Platypus Finance’s new stablecoin, Platypus USD (USP), was hacked earlier today. The attacker took advantage of a vulnerability in the stablecoin’s solvency check mechanism to execute a flash loan exploit on the contract holding the collateral. When the dust settled, retlqw had made away with nearly $8.5 million worth of crypto assets.
Data from Snowtrace shows that the exploiter’s wallet currently holds more than 4.3 million USDC and over 2.7 USDT, among other crypto assets. The funds on USDT have been frozen. Platypus informed its community that users were covered up to 35% of their deposits, while funds in other pools remain unaffected.
ZachXBT and Platypus Finance’s team are coordinating with several parties, including Binance, Tether, and Circle, to ensure the safety of the funds. The on-chain sleuth reached out to retlqw on Twitter, but the exploiter deactivated his account. Platypus Finance has contacted the exploiter to negotiate a bounty in exchange for the return of the funds before involving law enforcement in the matter.

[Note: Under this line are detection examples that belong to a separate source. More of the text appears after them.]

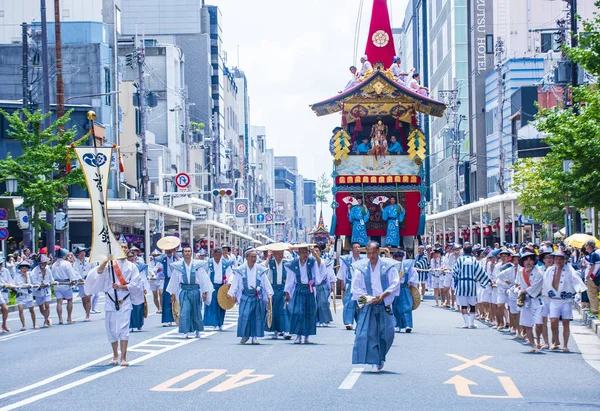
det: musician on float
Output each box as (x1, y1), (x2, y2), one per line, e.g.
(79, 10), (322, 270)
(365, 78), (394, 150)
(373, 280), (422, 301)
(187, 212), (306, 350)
(379, 197), (406, 247)
(206, 247), (234, 331)
(228, 248), (273, 344)
(348, 198), (371, 246)
(167, 246), (214, 338)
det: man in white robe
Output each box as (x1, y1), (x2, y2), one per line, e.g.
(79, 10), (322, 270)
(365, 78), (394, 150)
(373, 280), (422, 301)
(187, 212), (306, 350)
(84, 259), (144, 367)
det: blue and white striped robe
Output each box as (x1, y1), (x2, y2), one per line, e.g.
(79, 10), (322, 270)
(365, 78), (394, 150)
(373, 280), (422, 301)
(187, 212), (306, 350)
(452, 255), (490, 297)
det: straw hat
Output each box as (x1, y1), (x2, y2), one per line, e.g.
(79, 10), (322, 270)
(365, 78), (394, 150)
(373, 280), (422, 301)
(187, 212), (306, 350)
(156, 235), (181, 250)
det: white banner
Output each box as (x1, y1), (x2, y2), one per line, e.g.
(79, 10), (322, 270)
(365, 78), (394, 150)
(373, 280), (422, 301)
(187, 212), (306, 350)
(74, 147), (126, 263)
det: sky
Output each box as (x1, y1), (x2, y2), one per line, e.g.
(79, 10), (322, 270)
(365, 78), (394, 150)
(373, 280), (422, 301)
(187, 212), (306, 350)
(214, 0), (408, 225)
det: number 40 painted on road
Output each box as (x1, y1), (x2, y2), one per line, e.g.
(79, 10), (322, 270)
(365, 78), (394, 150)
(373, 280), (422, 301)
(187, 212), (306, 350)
(150, 369), (273, 392)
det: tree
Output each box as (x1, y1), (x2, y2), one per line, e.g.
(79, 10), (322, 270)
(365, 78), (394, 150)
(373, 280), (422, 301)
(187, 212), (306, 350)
(0, 109), (85, 241)
(315, 173), (331, 212)
(513, 1), (600, 229)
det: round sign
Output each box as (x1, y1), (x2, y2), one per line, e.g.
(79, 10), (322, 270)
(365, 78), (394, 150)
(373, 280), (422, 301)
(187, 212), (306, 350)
(235, 203), (248, 214)
(175, 173), (191, 188)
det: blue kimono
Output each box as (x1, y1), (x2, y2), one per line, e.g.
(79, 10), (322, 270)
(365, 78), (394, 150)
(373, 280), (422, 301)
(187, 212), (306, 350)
(348, 205), (371, 246)
(285, 257), (317, 337)
(388, 141), (404, 154)
(156, 254), (177, 324)
(382, 204), (406, 247)
(392, 260), (415, 328)
(267, 258), (290, 332)
(204, 258), (234, 327)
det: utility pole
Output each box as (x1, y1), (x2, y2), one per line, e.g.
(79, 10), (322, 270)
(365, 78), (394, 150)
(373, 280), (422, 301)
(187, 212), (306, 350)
(495, 37), (506, 194)
(135, 33), (149, 203)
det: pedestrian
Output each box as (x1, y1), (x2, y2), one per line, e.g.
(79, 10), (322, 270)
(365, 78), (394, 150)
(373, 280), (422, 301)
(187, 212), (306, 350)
(204, 247), (234, 331)
(52, 248), (77, 324)
(228, 248), (273, 345)
(337, 242), (363, 330)
(264, 250), (292, 340)
(392, 250), (419, 333)
(84, 254), (143, 367)
(352, 241), (401, 372)
(167, 246), (216, 338)
(452, 244), (490, 328)
(543, 250), (587, 352)
(30, 254), (54, 328)
(284, 244), (321, 344)
(515, 251), (544, 353)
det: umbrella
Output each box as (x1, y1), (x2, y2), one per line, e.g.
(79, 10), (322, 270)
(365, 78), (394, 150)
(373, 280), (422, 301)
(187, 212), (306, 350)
(565, 233), (600, 248)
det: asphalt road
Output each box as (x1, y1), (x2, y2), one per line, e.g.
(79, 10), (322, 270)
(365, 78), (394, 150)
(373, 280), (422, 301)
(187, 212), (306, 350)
(0, 298), (600, 411)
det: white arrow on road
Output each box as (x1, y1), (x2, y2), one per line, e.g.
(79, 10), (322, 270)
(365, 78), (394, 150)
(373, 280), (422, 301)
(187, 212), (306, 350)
(444, 375), (523, 399)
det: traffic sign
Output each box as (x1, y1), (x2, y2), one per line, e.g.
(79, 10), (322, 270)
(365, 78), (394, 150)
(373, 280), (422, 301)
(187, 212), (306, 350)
(235, 198), (248, 218)
(175, 173), (192, 188)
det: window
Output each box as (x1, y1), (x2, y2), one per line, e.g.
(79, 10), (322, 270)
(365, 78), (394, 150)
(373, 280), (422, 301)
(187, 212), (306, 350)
(104, 67), (112, 106)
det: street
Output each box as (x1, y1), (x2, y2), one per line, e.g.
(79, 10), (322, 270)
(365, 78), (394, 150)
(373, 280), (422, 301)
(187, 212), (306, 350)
(0, 297), (600, 411)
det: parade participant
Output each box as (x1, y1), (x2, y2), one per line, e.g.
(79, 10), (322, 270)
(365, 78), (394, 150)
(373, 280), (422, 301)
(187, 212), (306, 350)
(356, 136), (371, 154)
(352, 241), (400, 372)
(147, 250), (164, 314)
(264, 250), (292, 340)
(73, 247), (94, 321)
(84, 254), (143, 367)
(284, 244), (321, 344)
(543, 250), (587, 352)
(228, 248), (273, 344)
(348, 198), (371, 246)
(415, 245), (429, 300)
(392, 251), (419, 333)
(315, 244), (335, 327)
(0, 258), (11, 334)
(15, 261), (39, 331)
(204, 247), (233, 331)
(167, 246), (216, 338)
(156, 236), (181, 327)
(52, 248), (78, 324)
(452, 244), (490, 328)
(379, 197), (406, 247)
(515, 252), (544, 353)
(429, 248), (444, 307)
(30, 254), (54, 328)
(493, 248), (512, 330)
(359, 54), (373, 77)
(337, 243), (361, 330)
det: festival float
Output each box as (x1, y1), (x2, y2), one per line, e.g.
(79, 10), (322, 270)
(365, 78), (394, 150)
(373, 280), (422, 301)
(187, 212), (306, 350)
(310, 0), (446, 250)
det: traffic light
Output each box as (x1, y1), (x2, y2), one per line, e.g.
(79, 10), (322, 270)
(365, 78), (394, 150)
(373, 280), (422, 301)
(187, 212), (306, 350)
(213, 188), (233, 197)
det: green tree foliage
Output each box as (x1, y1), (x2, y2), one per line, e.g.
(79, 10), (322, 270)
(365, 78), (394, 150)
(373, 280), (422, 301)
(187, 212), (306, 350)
(0, 110), (85, 237)
(513, 1), (600, 223)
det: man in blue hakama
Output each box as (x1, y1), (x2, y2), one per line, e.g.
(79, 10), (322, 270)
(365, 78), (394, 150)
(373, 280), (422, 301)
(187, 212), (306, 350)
(264, 251), (292, 340)
(348, 198), (371, 246)
(204, 247), (234, 331)
(379, 197), (406, 247)
(392, 251), (419, 333)
(337, 243), (361, 330)
(284, 244), (321, 344)
(228, 248), (273, 344)
(352, 241), (400, 372)
(167, 246), (213, 338)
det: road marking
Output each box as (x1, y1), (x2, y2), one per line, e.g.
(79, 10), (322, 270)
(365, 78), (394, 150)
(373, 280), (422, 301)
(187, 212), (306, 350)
(444, 375), (523, 399)
(0, 322), (237, 411)
(446, 354), (504, 374)
(150, 369), (227, 392)
(338, 368), (365, 390)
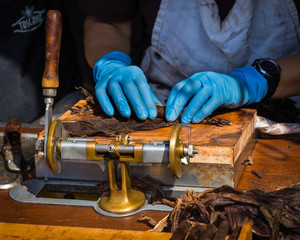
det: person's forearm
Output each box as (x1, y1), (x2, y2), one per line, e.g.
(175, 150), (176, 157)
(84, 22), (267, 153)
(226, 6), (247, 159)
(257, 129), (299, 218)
(271, 53), (300, 98)
(84, 16), (131, 68)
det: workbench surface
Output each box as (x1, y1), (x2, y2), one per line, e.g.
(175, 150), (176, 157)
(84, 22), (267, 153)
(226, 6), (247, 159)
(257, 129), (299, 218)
(0, 138), (300, 239)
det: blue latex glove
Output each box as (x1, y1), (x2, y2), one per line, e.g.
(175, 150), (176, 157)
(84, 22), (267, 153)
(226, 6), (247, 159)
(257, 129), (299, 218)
(93, 51), (161, 120)
(166, 65), (268, 123)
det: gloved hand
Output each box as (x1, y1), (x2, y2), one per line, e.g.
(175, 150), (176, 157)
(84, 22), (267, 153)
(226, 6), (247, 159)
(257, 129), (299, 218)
(166, 65), (268, 123)
(93, 51), (161, 120)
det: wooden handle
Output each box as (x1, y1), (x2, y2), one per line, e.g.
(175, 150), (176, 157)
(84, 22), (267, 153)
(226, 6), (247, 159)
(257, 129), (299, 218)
(42, 10), (62, 88)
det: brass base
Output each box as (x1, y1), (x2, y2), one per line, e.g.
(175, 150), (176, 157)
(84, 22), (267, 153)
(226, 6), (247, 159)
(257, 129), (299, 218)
(98, 160), (146, 213)
(98, 189), (146, 213)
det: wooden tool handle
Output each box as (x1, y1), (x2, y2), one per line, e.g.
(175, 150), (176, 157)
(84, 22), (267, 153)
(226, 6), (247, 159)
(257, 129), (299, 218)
(42, 10), (62, 88)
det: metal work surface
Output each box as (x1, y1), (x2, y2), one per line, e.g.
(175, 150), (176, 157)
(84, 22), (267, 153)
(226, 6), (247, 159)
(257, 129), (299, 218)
(10, 179), (172, 217)
(0, 139), (300, 231)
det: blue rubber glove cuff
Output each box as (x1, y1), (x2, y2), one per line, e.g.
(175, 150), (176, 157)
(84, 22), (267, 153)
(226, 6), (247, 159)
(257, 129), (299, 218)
(93, 51), (131, 82)
(230, 65), (268, 104)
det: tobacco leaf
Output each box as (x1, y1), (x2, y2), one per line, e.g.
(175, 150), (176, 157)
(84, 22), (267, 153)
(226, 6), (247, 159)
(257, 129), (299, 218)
(142, 184), (300, 240)
(64, 88), (231, 137)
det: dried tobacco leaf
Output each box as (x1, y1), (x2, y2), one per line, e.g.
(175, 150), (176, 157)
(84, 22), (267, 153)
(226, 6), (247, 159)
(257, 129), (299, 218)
(144, 184), (300, 240)
(64, 88), (231, 137)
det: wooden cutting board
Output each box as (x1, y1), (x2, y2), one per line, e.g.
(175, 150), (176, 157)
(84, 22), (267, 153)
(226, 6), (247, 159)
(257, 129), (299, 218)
(36, 100), (256, 188)
(60, 100), (256, 164)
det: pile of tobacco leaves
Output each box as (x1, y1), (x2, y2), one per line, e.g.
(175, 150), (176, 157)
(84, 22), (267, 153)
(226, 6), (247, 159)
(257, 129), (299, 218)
(64, 88), (231, 137)
(247, 98), (300, 123)
(139, 184), (300, 240)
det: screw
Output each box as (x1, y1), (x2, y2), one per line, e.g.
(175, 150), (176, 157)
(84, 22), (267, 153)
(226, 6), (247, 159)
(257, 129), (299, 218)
(107, 145), (116, 152)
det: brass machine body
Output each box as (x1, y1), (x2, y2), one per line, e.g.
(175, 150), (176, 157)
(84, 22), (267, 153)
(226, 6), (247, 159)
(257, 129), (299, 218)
(46, 120), (198, 213)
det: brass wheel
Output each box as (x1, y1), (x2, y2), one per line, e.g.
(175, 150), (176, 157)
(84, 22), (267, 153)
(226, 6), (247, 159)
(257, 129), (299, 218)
(169, 124), (184, 178)
(46, 120), (67, 173)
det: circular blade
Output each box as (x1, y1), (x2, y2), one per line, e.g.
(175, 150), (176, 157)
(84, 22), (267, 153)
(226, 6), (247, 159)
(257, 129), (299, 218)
(169, 124), (183, 178)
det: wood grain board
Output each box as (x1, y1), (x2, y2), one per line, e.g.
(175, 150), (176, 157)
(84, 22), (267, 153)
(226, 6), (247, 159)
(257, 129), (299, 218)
(60, 100), (256, 164)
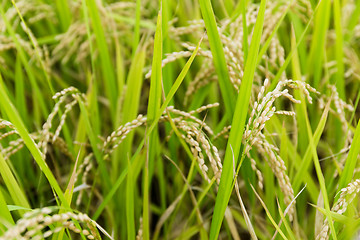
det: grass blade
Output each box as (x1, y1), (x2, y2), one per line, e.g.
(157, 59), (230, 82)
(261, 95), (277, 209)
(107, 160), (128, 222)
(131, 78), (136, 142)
(210, 0), (266, 240)
(199, 0), (235, 121)
(143, 8), (163, 240)
(0, 75), (68, 207)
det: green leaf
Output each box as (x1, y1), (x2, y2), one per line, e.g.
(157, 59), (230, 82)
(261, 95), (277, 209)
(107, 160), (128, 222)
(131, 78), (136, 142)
(199, 0), (235, 121)
(210, 0), (266, 240)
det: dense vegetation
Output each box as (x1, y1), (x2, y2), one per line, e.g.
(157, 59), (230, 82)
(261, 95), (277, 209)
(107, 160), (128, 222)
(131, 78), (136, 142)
(0, 0), (360, 240)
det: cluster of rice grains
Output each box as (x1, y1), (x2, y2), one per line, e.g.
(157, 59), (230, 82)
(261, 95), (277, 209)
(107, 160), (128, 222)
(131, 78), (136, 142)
(0, 207), (107, 240)
(150, 1), (316, 223)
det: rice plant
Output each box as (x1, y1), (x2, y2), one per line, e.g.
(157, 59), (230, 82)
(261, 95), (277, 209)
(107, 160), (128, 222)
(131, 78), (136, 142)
(0, 0), (360, 240)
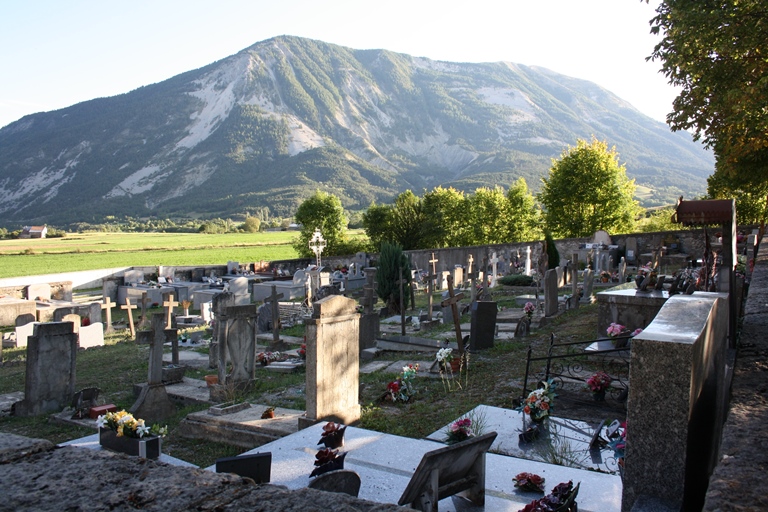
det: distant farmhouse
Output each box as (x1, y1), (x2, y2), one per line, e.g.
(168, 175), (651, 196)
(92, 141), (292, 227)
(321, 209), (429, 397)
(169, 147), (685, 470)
(19, 226), (48, 238)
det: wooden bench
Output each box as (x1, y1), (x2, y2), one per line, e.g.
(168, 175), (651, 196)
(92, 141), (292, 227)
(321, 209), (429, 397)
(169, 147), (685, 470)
(397, 432), (496, 512)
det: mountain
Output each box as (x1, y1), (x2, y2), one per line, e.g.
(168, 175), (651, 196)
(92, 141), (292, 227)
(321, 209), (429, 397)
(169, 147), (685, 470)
(0, 36), (714, 225)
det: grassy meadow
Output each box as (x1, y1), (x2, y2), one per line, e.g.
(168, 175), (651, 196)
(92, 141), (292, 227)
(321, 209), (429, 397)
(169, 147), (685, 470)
(0, 231), (298, 278)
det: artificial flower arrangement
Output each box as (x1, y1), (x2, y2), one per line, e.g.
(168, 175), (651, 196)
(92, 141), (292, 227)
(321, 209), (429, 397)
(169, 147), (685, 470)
(512, 473), (544, 494)
(587, 371), (613, 393)
(96, 410), (168, 439)
(257, 352), (281, 366)
(519, 480), (580, 512)
(518, 379), (557, 421)
(383, 363), (419, 402)
(523, 302), (536, 318)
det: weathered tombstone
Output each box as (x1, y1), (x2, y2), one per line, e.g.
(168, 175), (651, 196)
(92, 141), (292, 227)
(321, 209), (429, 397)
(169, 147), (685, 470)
(130, 313), (178, 422)
(213, 292), (235, 385)
(264, 285), (288, 352)
(360, 267), (380, 352)
(491, 251), (500, 288)
(219, 304), (258, 389)
(163, 292), (179, 328)
(299, 295), (360, 428)
(139, 292), (152, 329)
(120, 297), (136, 338)
(27, 283), (51, 301)
(440, 279), (464, 356)
(525, 245), (531, 276)
(469, 301), (498, 350)
(397, 432), (497, 512)
(99, 297), (117, 333)
(12, 322), (77, 416)
(571, 252), (581, 308)
(544, 269), (558, 316)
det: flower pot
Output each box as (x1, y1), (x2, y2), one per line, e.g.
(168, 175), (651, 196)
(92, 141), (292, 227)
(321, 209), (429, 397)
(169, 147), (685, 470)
(99, 428), (160, 459)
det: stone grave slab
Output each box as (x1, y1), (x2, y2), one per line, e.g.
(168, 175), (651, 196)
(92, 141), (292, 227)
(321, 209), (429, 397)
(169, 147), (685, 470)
(427, 405), (619, 474)
(179, 404), (302, 448)
(213, 422), (621, 512)
(57, 433), (197, 468)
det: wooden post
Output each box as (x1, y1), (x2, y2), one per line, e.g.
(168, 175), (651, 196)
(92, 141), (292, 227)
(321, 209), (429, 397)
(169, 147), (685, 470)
(440, 275), (464, 357)
(101, 297), (117, 332)
(163, 293), (179, 328)
(120, 297), (137, 338)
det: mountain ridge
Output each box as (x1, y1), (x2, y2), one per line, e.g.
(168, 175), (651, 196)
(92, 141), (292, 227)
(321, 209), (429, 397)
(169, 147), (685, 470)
(0, 36), (714, 224)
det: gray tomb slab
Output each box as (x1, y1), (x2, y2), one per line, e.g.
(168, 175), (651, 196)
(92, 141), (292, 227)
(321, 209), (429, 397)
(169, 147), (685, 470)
(13, 322), (77, 416)
(544, 269), (558, 316)
(469, 301), (498, 350)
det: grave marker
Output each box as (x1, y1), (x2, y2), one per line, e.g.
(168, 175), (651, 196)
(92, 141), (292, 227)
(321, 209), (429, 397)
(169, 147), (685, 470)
(130, 313), (178, 422)
(100, 297), (117, 332)
(440, 276), (464, 356)
(163, 293), (179, 328)
(12, 322), (77, 416)
(120, 297), (137, 338)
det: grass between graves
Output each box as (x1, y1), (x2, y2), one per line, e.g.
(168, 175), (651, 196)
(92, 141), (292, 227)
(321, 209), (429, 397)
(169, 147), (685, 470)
(0, 288), (597, 467)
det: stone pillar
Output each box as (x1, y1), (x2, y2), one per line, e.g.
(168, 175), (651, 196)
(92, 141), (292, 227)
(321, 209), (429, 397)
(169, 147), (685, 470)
(544, 268), (557, 316)
(621, 292), (729, 512)
(12, 322), (77, 416)
(299, 295), (360, 428)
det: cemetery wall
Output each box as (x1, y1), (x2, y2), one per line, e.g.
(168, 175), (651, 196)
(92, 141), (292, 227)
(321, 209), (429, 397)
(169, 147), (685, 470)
(703, 234), (768, 511)
(0, 281), (72, 301)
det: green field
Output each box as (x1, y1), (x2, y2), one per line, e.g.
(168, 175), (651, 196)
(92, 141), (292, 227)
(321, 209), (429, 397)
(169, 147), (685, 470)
(0, 231), (298, 278)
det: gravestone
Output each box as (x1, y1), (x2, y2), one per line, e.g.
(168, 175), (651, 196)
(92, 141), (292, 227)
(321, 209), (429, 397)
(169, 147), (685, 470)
(581, 268), (595, 303)
(120, 297), (136, 338)
(27, 283), (51, 302)
(12, 322), (77, 416)
(99, 297), (117, 333)
(212, 292), (236, 385)
(469, 301), (498, 350)
(299, 295), (360, 428)
(360, 267), (382, 353)
(219, 304), (258, 389)
(130, 313), (178, 423)
(544, 269), (558, 316)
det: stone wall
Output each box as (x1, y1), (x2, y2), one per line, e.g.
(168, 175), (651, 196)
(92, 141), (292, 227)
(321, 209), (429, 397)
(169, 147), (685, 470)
(703, 235), (768, 511)
(0, 433), (404, 512)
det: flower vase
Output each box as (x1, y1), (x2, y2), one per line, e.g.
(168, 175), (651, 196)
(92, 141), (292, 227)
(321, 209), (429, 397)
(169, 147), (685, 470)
(99, 428), (160, 459)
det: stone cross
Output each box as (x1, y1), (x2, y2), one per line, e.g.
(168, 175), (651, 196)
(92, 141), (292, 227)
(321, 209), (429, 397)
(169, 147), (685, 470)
(525, 245), (531, 276)
(440, 276), (464, 356)
(163, 292), (179, 328)
(429, 253), (440, 288)
(309, 228), (327, 270)
(264, 285), (284, 349)
(136, 313), (179, 386)
(120, 297), (137, 338)
(101, 297), (117, 332)
(491, 251), (500, 288)
(139, 292), (151, 329)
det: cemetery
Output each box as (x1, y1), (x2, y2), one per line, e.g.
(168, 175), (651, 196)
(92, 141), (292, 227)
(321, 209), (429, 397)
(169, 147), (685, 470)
(0, 217), (768, 511)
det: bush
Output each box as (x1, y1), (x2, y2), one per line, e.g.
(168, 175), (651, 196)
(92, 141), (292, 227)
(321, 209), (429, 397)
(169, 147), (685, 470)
(499, 274), (533, 286)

“We understand that this is a difficult time for our community, and we appreciate your patience and understanding. We want to assure you that we are taking this matter seriously and will keep you informed as we make progress,” Platypus Finance told its users.
The attack on Platypus USD had a devastating effect on the stablecoin. Following the exploit, USP tanked more than 52% and lost its peg. The stablecoin is currently trading at $0.47. Platypus Finance’s native token, PTP, also lost 42% of its value in the aftermath of the attack. The token has since recovered and is currently trading at $0.11.